Third, stuck with old GCC and old Boost. Basically I can't help there other than low value suggestions about phoning up WindRiver and discussing buying an upgrade. Personally speaking when I've been programming for VxWorks I've used VxWork's native API rather than POSIX. Ok, so the code hasn't be very portable, but it has ended up being fast; POSIX is merely layer on top of the native API anyway and that will always slow things down.
That said, POSIX counting and mutex semaphores are very similar to VxWork's native counting and mutex semaphores. That probably means that the POSIX layering isn't very thick.
General Notes About Programming for VxWorks
Debugging I always sought to use the development tools (Tornado) available for Solaris. This is by far the best multi-threaded debugging environment I've ever come across. Why? It allows you to start up multiple debug sessions, one for each thread/task in the system. You end up with a debug window per thread, and you are individually and independently debugging each one. Step over a blocking operation, that debug window gets blocked. Move mouse focus to another debugging window, step over the operation that will release the block and watch the first window complete its step.
You end up with a lot of debug windows, but it's by far the best way to debug multi-threaded stuff. It made it veeeeery easy to write really quite complex stuff and see problems. You can easily explore the different dynamic interactions in your application because you had simple and all powerful control over what each thread is doing at any time.
Ironically the Windows version of Tornado didn't let you do this; one miserable single debug windows per system, just like any other boring old IDE such as Visual Studio, etc. I've never seen even modern IDEs come anywhere close to being as good as Tornado on Solaris for multi-threaded debugging.

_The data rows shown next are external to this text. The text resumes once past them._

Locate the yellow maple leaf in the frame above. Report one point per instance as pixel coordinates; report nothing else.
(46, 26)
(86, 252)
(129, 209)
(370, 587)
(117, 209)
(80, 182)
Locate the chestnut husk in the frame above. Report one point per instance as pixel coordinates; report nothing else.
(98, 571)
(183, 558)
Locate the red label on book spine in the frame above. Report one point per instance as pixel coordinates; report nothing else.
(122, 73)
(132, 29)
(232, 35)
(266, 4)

HardDrives If your readers and writers are using files on disk, consider that VxWorks 5.5 is pretty old. Things like NCQ aren't going to be supported. In this case my proposed solution (outlined above) might be better done with a single mutex semaphore to stop multiple readers tripping over each other in their struggle to read different parts of the disk. It depends on what exactly your readers are doing, but if they're reading contiguous data from a file this would avoid thrashing the read/write head to and fro across the disk surface (very slow).

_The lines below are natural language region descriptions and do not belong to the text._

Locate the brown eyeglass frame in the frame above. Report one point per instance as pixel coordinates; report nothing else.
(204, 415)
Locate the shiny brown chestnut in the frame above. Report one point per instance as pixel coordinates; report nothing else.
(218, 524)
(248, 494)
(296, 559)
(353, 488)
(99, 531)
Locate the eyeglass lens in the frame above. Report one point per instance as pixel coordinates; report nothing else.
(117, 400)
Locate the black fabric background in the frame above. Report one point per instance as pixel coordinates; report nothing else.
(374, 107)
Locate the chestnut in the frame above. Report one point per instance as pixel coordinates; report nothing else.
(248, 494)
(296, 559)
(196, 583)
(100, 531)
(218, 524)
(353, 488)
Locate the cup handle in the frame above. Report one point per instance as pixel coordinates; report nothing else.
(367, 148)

In my case I was using this trick to shape traffic across a network interface; each task was sending a different sort of data, and the task priority reflected the priority of the data on the network. It was very elegant, no message was ever fragmented, but the important messages got the lions share of the available bandwidth.
Solution 5:
As always the best solution will depend on details. A read-write spin lock may be what you're looking for, but other approaches such as read-copy-update as suggested above might be a solution - though on an old embedded platform the extra memory used might be an issue. With rare writes I often arrange the work using a tasking system such that the writes can only occur when there are no reads from that data structure, but this is algorithm dependent.